To me, real hip-hop is a honest expression. It's not based on your region, your emotion, whether or not you sound old school or new school. It's not based on any of that. It's whether or not you're honest in your craft.

Reggie Osse:

He gets it, he's not trying to draw any lines between what is real rap, what is conscious rap, he's a conscious rapper but he's not trying to alienate himself from the general rap community.

Talib Kweli:

I was doing a radio show yesterday and the DJ mentioned that records like "The Blast" that I had weren't club records. They weren't but they were big in the clubs and you could still play them in the club, on like a throwback set, because they were honest records. So I think, in the studio you just have to be honest. I'm not worried about how I appeal to people, what people think, but I just strive to be as honest as I can with my art and my creation. I feel like the closer I get to that, just by nature it's organic that people start rocking with you.

Reggie Osse:

I love the fact that as a quote-unquote "backpack underground rapper" someone like Jay-Z acknowledges him as one of the greats. His impact is undeniable as the culture of hip-hop in Brooklyn continues to grow beyond the boundaries of Brooklyn.

Talib Kweli:

How has the industry changed? The industry has changed because it doesn't exist. It's collapsed upon itself. The only artists people are excited about are artists who approach it from an independent standpoint because the record business doesn't take any chances. There's no more gambles. They don't spend any money on you as a artist unless you do it yourself, unless you get your numbers up on social networks. I've always had a fan base on the internet but, certainly, when I started participating in dialogue and engaging with those fans, it's been a boom to my career and it's been something that's been helpful. Especially as the music industry has collapsed because, you don't have any other way to connect with a fan unless you go out there and do it yourself.

Marc Ecko:

The thing about Kweli is he has a very unique voice. What he says matters. But Kwe is outspoken, thoughtful, provocative, bold.

Talib Kweli:

I think younger artists can give me some advice. I come to the internet with the benefit of a fan base. People who will go out and support me no matter what I do because of what I've already done. I can't imagine how hard it would be for someone just starting.
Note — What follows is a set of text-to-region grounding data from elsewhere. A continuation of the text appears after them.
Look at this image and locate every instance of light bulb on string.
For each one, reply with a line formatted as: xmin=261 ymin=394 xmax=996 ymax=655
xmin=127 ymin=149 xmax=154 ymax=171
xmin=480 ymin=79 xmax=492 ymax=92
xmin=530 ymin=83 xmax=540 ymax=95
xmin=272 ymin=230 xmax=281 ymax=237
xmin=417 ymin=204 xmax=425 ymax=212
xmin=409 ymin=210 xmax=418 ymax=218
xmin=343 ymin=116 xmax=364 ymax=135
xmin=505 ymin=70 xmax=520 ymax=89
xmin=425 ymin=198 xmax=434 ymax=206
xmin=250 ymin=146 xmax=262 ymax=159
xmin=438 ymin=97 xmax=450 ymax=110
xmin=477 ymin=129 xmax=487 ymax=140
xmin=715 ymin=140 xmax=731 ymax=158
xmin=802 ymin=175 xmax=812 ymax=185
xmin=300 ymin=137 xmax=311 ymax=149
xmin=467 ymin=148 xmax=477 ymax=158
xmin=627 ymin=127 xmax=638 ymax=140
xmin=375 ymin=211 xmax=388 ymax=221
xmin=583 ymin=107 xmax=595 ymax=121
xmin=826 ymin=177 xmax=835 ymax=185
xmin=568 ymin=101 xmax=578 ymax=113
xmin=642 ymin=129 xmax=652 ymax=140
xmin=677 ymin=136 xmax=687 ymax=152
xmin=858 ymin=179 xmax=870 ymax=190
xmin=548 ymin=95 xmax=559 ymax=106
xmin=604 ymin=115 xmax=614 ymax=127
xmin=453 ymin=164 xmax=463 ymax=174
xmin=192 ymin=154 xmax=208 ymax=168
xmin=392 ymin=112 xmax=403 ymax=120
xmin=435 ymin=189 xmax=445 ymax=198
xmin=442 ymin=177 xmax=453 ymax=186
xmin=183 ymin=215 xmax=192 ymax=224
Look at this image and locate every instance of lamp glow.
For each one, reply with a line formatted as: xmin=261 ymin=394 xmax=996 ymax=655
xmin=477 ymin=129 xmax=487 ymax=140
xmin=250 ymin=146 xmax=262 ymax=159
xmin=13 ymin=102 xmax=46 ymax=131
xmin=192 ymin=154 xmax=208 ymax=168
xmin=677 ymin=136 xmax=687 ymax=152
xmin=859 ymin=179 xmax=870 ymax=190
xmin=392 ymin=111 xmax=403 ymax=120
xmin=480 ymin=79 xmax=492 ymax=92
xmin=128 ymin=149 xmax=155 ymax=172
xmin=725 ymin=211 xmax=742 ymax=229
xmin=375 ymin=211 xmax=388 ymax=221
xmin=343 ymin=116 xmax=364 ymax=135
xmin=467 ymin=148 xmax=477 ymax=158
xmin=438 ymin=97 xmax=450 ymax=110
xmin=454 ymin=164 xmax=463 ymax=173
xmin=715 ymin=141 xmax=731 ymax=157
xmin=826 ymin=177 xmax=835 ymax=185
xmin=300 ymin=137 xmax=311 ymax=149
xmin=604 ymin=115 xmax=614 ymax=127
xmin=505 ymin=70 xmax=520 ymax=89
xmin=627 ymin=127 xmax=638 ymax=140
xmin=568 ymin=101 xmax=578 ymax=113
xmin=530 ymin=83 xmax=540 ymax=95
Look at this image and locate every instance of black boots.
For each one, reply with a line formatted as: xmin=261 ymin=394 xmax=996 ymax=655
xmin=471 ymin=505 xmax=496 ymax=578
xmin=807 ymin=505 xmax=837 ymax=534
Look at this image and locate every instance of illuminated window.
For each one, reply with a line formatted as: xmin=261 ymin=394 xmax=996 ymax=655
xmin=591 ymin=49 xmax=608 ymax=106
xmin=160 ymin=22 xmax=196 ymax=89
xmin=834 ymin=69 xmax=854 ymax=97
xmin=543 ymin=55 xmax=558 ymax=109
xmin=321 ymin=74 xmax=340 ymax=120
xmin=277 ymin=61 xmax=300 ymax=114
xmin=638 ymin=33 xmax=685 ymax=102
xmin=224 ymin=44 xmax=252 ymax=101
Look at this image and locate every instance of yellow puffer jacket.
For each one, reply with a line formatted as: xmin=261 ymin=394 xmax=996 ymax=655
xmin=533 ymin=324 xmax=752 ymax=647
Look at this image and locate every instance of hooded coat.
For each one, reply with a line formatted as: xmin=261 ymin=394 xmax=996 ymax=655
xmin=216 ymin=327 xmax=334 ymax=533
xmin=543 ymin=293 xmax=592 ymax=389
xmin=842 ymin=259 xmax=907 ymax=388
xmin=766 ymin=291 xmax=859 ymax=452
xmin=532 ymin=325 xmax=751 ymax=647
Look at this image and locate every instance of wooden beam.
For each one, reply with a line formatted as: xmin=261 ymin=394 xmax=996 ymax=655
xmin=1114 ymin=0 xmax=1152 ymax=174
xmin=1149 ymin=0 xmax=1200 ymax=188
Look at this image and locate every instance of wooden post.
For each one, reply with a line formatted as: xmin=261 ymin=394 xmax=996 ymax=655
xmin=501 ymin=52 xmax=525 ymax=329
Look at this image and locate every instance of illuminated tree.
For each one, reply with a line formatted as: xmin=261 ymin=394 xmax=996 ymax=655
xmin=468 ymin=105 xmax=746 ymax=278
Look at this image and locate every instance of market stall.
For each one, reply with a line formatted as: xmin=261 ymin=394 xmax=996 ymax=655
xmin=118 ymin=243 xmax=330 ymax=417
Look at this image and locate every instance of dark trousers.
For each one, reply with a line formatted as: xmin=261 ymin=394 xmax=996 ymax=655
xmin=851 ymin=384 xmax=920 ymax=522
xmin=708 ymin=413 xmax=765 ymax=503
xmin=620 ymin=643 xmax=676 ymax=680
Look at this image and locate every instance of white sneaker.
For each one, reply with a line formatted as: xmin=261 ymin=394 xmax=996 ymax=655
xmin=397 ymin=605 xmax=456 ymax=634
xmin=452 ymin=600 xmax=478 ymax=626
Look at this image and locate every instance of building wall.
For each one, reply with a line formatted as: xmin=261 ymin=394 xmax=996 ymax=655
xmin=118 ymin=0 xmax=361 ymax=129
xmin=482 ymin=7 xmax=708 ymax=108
Because you would just have to be super creative and you would have to be present on all platforms.

Reggie Osse:

He's used social media in a way to engage in dialogue, and he's always been out in front on that. Like when I first signed up for Twitter everyone said, "follow Kweli, follow Kweli." He waslike the first, really the first guy I followed.

Talib Kweli:

I've worked with all different artists. From all different genres, all different generations. I love music, period. I think it's foolish to limit yourself to one genre of music.

Reggie Osse:

I love that he's so outspoken on so many various topics and stays relevant. He's fearless, he's unapologetic about expressing his point of view and, I think that's really important and he's been a leader in that regard.

Talib Kweli:

I'm always an optimist. The current state of hip-hop is always great to me because there's always something new to discover. There's something that I haven't seen or heard and there's always some new music to create. So, I'm always excited about the current state of hip-hop. I have no regrets. I don't think you could live with regrets and I've had a blessed, blessed career. I'm still going and I have nothing to complain about.


Talib Kweli sheds some insight on his roots and talks about his music career with Complex TV.